Will Paige and Suzan Giuliani - June 1, 2026
One of Australia’s worst pedophiles should face justice for alleged crimes against 23 children in NSW, according to survivors’ families and a major early learning services body, which want the former childcare worker extradited to stand trial.
Former childcare centre worker Ashley Paul Griffith was handed a life sentence in 2024 after pleading guilty to more than 300 child sexual offences against dozens of victims across Queensland and Italy over a period of almost two decades.
However Griffith has never stood trial in NSW, where he faces a further 180 charges against more than 20 children in Sydney’s inner west.
The family of an alleged victim in NSW told The Daily Telegraph that Griffith exploited his role in the state’s childcare system to prey on children, unimpeded for years.
“Seeing this monster finally brought back to face charges in our state will never undo the damage he has caused but we take some comfort in knowing he is locked away and unable to harm any more children,” the parent said.
The convicted pedophile is currently appealing his 27-year sentence for raping and abusing scores of children in Brisbane, arguing it is “excessive”.
NSW can seek to have prisoners transferred from another state on legal grounds to face charges but this cannot occur until Griffith’s appeal in Queensland is dealt with.
“We are just one of the families trying to pick up the pieces after the utter devastation caused by his heinous actions,” the parent said.
“We applaud the investigative teams at the Australian Federal Police and NSW Police for the very difficult but necessary work they did to stop him.”
As long ago as 2014, daycare predator Griffith allegedly abused young girls at a Sydney daycare centre but more than a decade later he has still not faced justice in NSW.
He is accused of horrific crimes in the state including 68 counts of sexual intercourse with a child under ten.
NSW Attorney General Michael Daley has sought and received agreement from the Queensland and Commonwealth attorney generals to extradite Griffith to NSW to face charges after his appeal in Queensland has concluded.
“The NSW Government is determined to do everything possible to ensure Griffiths faces trial in NSW as soon as possible,” a spokesman for Attorney General Michael Daley told the Telegraph.
Some of Griffith’s charges relate to Federal laws, meaning agreement is needed from both the Queensland and Federal governments to extradite him to NSW.

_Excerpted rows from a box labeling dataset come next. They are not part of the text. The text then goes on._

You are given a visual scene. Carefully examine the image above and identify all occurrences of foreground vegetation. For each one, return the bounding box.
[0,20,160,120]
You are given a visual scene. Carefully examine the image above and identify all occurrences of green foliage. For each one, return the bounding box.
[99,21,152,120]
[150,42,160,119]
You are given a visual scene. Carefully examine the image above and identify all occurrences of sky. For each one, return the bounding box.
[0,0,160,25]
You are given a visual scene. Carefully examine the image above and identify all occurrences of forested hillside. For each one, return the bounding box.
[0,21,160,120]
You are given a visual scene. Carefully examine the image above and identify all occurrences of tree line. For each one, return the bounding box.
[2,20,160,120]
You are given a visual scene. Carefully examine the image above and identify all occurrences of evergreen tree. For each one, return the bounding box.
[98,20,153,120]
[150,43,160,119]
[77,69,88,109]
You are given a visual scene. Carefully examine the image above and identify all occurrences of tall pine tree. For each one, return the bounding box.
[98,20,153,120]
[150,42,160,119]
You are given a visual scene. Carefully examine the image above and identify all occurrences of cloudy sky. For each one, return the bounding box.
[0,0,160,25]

Marea Hickie, special counsel at Shine Lawyers, is acting for some of Griffith’s alleged victims and said the predator’s offending involved an extraordinary number of victims.
“It is essential that Griffith is prosecuted for the alleged crimes in NSW so that every survivor has some recognition of their ongoing suffering,” Ms Hickie told the Telegraph.
“Justice must be comprehensive and we hope it is swift to provide our clients with some minimal comfort and recognition of the ongoing impact on their everyday lives.”
Ms Hickie added: “Despite repeated recommendations and inquiries into childcare regulation, both Australia and NSW have continued in their failure to implement urgent measures to protect the lives of innocent children and their families.”
In an email seen by the Telegraph and sent to Attorney General Michael Daley, the Australian Childcare Alliance (ACA) NSW Chief Executive Chiang Lim also called for Griffith’s urgent extradition, labelling him “Australia’s worst pedophile”.
“We anxiously await the NSW Government’s announcement of this anticipated extradition as well as the beginning of the legal trial for his crimes,” he said in a letter.
The ACA, which represents over 1,600 privately owned early childhood care services, added that as part of NSW court proceedings, it expected “structural and systemic failures” that precipitated Griffith’s crimes to be identified.
“Moreover, we continue our expectations of culpable others (including those early childhood education and care services as well as their related approved providers) who have still not been criminally charged for negligence or being an accessory.”
On Thursday in Brisbane, the Court of Appeal reserved its decision in the appeal of Griffith, with a ruling to be made at a later, unspecified date.